São necessárias mais medidas do lado da despesa para que o teto seja respeitado. A revisão da fórmula de reajuste do salário mínimo em 2019 é uma oportunidade para conter os gastos obrigatórios. Além disso, é necessário reformar o regime de emprego e remuneração do setor público para tornar os gastos com pessoal sustentáveis, reduzir as distorções no mercado de trabalho e a desigualdade de renda. A eficiência do gasto público deve ser aperfeiçoada com vistas a aumentar o espaço fiscal, tendo o cuidado de preservar e, se possível, aumentar os gastos com programas sociais eficazes, como o Bolsa Família e o investimento público.
Convém priorizar as medidas tributárias destinadas a aumentar a eficiência e reforçar as receitas. Em particular, convém estudar a possibilidade de eliminar os gastos tributários, que custam cerca de 4% do PIB, acelerar os planos para simplificar o sistema tributário, como a reforma do PIS/Cofins, e manter os esforços para harmonizar os regimes tributários federal e estadual.
O arcabouço fiscal precisa ser fortalecido ainda mais.
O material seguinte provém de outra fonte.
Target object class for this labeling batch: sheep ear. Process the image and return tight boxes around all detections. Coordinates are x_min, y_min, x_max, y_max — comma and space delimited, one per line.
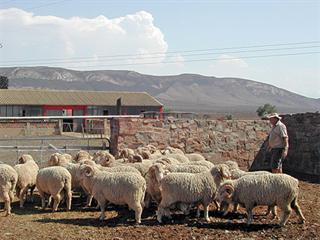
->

São bem-vindas as medidas recentes para aumentar a transparência, tomadas pelo Tesouro Nacional, o Tribunal de Contas da União e a Instituição Fiscal Independente. Entre as demais medidas a serem tomadas, figuram a harmonização das normas contábeis para os governos subnacionais, a adoção de um quadro orçamentário de médio prazo e o aumento da flexibilidade do orçamento. As regras fiscais devem ser consistentes com o objetivo de consolidação no médio prazo.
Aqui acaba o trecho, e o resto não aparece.